Michael Bloomberg is running for president on a platform of, well, I’m not really sure. His advertising slogan is that he’s the guy who’s gonna get things done. What those things are include killing jobs through a $15 an hour minimum wage, killing the economy by reducing plant food emissions (CO2) by 50%, reducing the Second Amendment ability of Americans to defend themselves, making America less safe by boosting immigration from Muslim nations, granting citizenship to 11 million immigrant lawbreakers, getting women who think they are men back in our military, making America less safe by turning more and more inmates loose and making it easier to abort babies. 

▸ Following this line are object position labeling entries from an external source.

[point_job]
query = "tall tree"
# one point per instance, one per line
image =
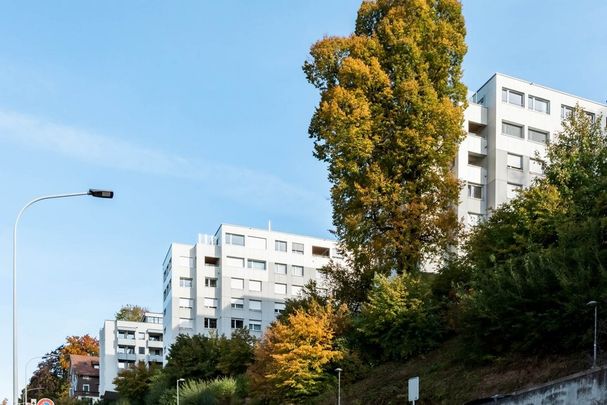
(133, 313)
(389, 125)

What he is not going to do is use his “stop and frisk” policy to make America’s minority neighborhoods safer. Bloomberg bagged it because of howls that it was racist. Of course it wasn’t, but that makes no difference to Americans consumed with issues of skin color. They have cowed the former mayor into compliant acquiescence and he has been apologizing all over himself since he decided to run for president. 

“Stop and frisk” refers to what are known as “Terry stops,” after an 8-1 Supreme Court ruling in 1968 that 4th Amendment rights are not violated as long as a cop has a “reasonable suspicion” that a suspect has committed a crime or is about to, and may be armed and dangerous. 

Stop and frisk in New York was implemented by Rudy Giuliani in an effort to reduce crime in general and murder in particular in New York City. The NYPD put maps up on the wall and using crime reports, put stick pins in the map where crime was the worst. Then they sent cops into those neighborhoods to stop anybody who was behaving suspiciously frisking them for weapons. 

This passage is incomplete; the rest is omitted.